This post is also available in: 日本語 (Japanese)
Every now and then, a new domain name system (DNS) vulnerability that puts billions of devices around the world at risk is discovered. DNS vulnerabilities are usually critical. Just imagine that you browse to your bank account website, but instead of returning the IP address of your bank website, your DNS resolver gives you the address of an attacker’s website. That website looks exactly the same as the bank’s website. Not only that, but even if you take a look at the URL bar, you won’t see anything wrong because your browser actually thinks this is the website of your bank. This is an example of DNS cache poisoning.

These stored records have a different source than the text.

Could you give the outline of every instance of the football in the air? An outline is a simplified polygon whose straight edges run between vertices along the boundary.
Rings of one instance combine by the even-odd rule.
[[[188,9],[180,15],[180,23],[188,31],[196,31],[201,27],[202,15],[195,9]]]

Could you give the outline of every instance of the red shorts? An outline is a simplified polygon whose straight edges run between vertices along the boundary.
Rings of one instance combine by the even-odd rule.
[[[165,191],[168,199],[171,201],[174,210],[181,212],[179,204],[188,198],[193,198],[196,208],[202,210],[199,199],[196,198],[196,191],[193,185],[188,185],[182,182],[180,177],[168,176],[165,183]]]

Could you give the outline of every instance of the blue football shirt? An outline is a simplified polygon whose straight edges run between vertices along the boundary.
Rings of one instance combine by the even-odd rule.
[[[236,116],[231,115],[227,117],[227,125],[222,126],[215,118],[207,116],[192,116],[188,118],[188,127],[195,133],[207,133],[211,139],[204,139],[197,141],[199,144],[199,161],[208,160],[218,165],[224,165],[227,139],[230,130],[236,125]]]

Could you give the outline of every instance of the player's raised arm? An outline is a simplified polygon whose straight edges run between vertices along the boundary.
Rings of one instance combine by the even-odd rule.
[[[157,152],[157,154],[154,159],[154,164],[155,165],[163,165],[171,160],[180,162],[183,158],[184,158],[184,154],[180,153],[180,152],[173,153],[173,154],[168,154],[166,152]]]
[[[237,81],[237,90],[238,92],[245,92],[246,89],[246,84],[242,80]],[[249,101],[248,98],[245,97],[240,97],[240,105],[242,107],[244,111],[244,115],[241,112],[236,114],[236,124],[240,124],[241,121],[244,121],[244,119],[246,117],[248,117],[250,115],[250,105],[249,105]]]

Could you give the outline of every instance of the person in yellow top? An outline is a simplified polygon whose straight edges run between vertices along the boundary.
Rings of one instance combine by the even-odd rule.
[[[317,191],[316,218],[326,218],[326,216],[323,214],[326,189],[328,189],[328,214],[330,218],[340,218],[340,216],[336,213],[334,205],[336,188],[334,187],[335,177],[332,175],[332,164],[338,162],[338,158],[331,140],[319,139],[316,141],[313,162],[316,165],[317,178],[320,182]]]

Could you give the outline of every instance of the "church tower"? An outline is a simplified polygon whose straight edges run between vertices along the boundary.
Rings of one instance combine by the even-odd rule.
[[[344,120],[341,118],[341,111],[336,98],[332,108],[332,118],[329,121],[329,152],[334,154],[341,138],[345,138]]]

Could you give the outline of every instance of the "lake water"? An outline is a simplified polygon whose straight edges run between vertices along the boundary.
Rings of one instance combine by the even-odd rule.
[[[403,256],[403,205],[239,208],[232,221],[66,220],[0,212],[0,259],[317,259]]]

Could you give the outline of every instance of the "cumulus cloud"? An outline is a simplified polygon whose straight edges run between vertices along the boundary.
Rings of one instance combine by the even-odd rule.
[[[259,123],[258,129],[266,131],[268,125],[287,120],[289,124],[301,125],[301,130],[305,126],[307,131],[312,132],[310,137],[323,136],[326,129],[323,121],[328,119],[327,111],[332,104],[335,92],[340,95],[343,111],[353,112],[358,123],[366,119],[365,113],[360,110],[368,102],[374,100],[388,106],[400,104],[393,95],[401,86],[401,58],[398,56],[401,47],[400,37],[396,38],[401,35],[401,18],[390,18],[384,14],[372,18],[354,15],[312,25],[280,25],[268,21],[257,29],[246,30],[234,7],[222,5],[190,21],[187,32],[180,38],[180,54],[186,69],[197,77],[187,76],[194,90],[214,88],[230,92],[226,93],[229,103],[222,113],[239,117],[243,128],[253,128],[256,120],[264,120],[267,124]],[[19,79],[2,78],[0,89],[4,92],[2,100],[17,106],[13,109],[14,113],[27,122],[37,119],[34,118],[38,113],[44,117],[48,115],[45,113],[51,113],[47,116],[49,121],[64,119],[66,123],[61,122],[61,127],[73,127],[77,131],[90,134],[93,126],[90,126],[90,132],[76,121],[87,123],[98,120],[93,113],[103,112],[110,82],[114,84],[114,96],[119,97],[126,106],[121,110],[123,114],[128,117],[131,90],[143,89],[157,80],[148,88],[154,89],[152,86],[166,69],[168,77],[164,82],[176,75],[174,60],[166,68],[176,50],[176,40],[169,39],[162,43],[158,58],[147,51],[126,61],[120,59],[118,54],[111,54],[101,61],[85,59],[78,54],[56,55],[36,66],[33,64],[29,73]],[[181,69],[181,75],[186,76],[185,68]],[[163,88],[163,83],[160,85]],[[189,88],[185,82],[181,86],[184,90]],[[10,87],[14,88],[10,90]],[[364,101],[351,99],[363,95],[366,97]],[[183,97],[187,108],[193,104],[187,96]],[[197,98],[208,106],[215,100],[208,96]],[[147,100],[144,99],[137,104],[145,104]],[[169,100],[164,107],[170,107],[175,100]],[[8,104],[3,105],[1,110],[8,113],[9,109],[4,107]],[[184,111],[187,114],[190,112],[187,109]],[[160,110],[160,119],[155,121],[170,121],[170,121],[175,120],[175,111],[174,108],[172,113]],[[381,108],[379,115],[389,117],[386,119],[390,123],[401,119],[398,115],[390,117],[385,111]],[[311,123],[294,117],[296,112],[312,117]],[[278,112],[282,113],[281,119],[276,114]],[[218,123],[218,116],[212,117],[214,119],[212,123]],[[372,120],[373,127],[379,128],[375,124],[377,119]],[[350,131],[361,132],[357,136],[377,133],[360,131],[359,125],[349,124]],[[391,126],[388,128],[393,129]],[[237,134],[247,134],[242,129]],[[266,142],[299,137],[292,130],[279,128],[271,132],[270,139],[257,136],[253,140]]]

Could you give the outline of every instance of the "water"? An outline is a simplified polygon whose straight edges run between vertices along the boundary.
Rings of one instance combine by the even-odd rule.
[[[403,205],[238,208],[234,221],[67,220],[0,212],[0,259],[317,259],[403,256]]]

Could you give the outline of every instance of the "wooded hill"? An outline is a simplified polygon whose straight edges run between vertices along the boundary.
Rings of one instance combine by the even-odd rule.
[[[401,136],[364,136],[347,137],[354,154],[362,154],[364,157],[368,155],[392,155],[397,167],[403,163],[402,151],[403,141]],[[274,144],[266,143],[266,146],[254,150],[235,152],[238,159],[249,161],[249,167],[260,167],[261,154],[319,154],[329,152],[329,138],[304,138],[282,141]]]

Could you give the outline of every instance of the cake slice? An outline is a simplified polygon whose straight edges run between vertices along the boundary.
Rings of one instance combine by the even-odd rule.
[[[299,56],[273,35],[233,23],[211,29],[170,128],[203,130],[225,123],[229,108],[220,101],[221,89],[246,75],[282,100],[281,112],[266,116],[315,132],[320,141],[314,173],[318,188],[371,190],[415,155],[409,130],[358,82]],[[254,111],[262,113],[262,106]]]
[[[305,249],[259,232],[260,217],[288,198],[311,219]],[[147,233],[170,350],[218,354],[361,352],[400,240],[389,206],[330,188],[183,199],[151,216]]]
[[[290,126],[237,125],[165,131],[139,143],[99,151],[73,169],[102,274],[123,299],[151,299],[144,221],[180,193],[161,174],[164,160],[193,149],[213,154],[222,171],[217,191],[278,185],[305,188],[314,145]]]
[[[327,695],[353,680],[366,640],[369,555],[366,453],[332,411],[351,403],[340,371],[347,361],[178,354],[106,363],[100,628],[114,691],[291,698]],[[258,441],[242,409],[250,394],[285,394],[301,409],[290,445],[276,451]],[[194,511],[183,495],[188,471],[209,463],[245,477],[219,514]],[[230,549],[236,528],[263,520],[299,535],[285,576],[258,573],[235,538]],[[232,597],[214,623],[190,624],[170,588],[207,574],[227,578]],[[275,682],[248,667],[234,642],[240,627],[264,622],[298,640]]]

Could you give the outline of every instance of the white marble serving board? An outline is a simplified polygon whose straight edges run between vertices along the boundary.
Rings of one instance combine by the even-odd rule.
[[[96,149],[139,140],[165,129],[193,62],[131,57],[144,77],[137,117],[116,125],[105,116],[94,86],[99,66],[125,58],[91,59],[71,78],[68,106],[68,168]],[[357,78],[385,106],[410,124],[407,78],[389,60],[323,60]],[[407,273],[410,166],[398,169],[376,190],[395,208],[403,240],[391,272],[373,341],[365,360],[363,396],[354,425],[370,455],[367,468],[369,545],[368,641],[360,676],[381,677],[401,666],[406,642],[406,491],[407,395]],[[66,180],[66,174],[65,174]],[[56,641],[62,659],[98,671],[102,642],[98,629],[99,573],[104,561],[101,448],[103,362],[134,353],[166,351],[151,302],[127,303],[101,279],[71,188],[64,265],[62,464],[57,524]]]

In this article, I will explain what DNS is as well as review the history of DNS cache poisoning vulnerabilities, from past vulnerabilities to more advanced ones that were discovered in recent years.
The vulnerabilities I chose to cover are the bread and butter of almost all DNS cache poisoning attacks that took place in the last 20 years.
The domain name system is a hierarchical and decentralized naming system for computers, services or other resources connected to the internet (or a private network). It associates various information with domain names assigned to each of the participating entities.
In simple terms, DNS is a protocol that is mostly used to convert a name into an IP address. When one browses http://www.example.com, the www.example.com domain name is being translated to the actual IP address, for example, 184.108.40.206.
DNS servers, usually referred to as name servers, are devices or programs that provide DNS resolution. DNS clients, which are built into most desktop and mobile operating systems, interact with DNS servers in order to translate names to IP addresses.
It is important to remember that eventually there are only two types of servers: an authoritative name server and a recursive name server. The authoritative name server is the name server that is in charge of the domain – the last in the chain. Everything that isn’t an authoritative name server is a recursive one. For example, routers’ DNS servers, ISPs’ DNS servers and Kubernetes clusters’ DNS servers are all recursive name servers. All those recursive servers behave the same way. Eventually, after some recursions, they contact the authoritative name server of the desired domain (there are servers that perform functions of both authoritative and recursive name servers, which we will not discuss in this blog).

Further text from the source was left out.